CUMHURBAŞKANIMIZ HEP YANIMIZDA
Olimpiyatlar sürerken Sayın Cumhurbaşkanımız ATV ortak yayınında "Mehmet Bey Tokyo'dan dönsün bir değerlendirme yapacağız" dedi. Siz kendisi için nasıl bir rapor hazırladınız?
Sayın Cumhurbaşkanımızın spora ve sporcuya olan ilgisi herkesin mâlumu… Kendileri, hepimizin bildiği gibi gençlik yıllarından itibaren sporla iç içe bir hayat sürmüştür. İBB Başkanlığı döneminden beri spora ve sporculara destekleriyle, hepimize ilham olmuş, rehberlik etmiştir. Sporcularımızın müsabakalarını yakından takip etmeleri ve her koşulda yanında olmaları, elbette sporcularımız için de büyük bir motivasyon kaynağı. Sporumuzun ve sporcumuzun daha çok gelişmesi için destekleriyle daima yanımızdalar.
TÜRK MİLLETİ ADINA TÜM SPORCULARIMIZA TEŞEKKÜR EDİYORUM
Madalya alan sporcularımızla ilgili sık sık konuşuyoruz. Ama aslında toplamda 108 sporcumuz olimpiyatlarda ülkemizi temsil etti. Neler söylemek istersiniz?

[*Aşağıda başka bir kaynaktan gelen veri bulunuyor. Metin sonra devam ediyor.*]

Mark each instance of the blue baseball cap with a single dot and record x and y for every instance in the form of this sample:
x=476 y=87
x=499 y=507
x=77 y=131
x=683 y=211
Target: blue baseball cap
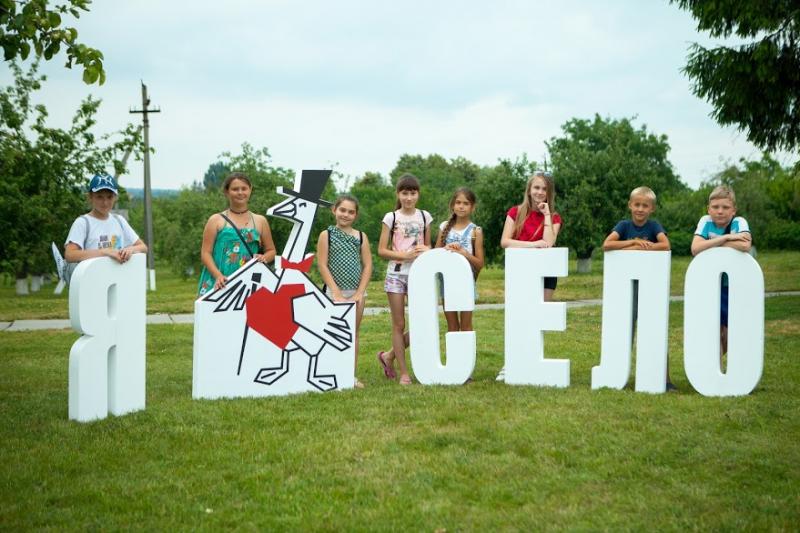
x=103 y=181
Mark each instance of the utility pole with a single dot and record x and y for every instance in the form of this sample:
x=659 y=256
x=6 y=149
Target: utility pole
x=148 y=205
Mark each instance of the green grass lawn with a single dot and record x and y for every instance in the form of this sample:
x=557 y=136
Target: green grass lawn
x=176 y=295
x=484 y=456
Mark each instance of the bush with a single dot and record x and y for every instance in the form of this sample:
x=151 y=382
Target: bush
x=780 y=235
x=681 y=242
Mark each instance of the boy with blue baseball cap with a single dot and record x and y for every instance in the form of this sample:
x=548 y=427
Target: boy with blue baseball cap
x=100 y=232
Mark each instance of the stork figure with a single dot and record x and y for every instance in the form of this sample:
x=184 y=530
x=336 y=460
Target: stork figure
x=295 y=317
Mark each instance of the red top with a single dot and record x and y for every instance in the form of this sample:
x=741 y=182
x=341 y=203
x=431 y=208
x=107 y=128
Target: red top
x=533 y=228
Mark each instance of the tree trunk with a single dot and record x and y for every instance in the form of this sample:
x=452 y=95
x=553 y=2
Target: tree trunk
x=22 y=286
x=584 y=265
x=36 y=282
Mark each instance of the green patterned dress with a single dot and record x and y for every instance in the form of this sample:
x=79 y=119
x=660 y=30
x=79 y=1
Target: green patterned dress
x=344 y=258
x=229 y=253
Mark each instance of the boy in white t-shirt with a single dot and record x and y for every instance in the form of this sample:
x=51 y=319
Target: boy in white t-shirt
x=99 y=232
x=721 y=227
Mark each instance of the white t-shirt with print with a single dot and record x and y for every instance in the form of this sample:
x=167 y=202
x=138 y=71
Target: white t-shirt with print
x=409 y=230
x=113 y=232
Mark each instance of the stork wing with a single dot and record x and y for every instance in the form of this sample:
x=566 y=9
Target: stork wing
x=325 y=319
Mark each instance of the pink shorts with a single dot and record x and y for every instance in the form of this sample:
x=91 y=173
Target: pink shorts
x=396 y=283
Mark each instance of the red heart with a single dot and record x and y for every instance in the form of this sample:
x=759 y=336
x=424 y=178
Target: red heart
x=270 y=313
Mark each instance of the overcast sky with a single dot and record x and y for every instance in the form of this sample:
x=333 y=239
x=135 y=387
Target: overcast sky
x=358 y=83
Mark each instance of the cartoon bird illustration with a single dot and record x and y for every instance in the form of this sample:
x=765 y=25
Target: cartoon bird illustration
x=296 y=316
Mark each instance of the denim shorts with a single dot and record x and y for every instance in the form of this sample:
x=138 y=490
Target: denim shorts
x=396 y=283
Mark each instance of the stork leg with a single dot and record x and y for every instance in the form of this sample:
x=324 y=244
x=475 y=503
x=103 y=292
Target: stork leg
x=324 y=382
x=268 y=376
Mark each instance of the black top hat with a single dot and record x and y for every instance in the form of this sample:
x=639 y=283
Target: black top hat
x=312 y=183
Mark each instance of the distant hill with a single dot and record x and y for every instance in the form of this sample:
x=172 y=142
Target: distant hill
x=157 y=193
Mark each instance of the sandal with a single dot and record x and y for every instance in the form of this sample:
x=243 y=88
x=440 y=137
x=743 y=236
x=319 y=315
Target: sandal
x=388 y=370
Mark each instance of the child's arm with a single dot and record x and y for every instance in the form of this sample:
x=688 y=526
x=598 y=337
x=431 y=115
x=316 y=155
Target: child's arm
x=507 y=242
x=366 y=269
x=477 y=260
x=738 y=241
x=74 y=253
x=322 y=266
x=612 y=243
x=267 y=244
x=392 y=255
x=139 y=247
x=663 y=244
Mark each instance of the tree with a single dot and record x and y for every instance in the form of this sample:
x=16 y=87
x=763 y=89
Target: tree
x=497 y=189
x=181 y=220
x=756 y=85
x=214 y=176
x=596 y=164
x=439 y=178
x=44 y=171
x=31 y=24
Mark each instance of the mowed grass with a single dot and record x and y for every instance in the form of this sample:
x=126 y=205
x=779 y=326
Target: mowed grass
x=177 y=295
x=484 y=456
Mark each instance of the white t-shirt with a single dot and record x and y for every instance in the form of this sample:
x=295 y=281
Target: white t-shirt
x=409 y=230
x=113 y=232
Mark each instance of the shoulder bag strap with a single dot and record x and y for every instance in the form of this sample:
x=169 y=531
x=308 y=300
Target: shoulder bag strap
x=239 y=234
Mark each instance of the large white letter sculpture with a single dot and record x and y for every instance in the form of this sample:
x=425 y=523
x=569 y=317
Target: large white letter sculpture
x=271 y=333
x=620 y=269
x=701 y=342
x=527 y=316
x=107 y=364
x=459 y=295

Biz bazen sonuca o kadar çok odaklanıyoruz ki, sporun o katılımcı ruhunu es geçebiliyoruz. Ben sporcularımızı Tokyo'ya uğurlarken "Sağ salim gidin gelin, güzel anılar biriktirin ve ülkemizi layığıyla temsil edin" demiştim. Olimpiyatlara katılan her sporcu zaten kendi aralarında başarılarını kanıtlamış ve bu oyunlarda seçilmiş kişi olarak performans gösteren sporculardır. 108 sporcumuz da "Elit sporcu" mertebesindeydi. Ülkelerin dönemsel olarak başarılı oldukları, zaman zaman düşüş yaşadıkları branşlar vardır. Biz başarı ve başarısızlığı isimler üzerinden değerlendirmiyoruz. Bu olimpiyatlarda birçok ilki yaşadığımız gibi gelişmemiz gereken alanlara ilişkin tespitlerimizi de yaptık. Sporcularımızı bütün süreç boyunca yakından takip ettim. Hepsi, çalışmaları ve disiplinleriyle olimpiyatlara katılma şansı bularak bizi gururlandırdı. Bu vesileyle şahsım ve Türk milleti adına tüm sporcularımıza teşekkür ediyorum.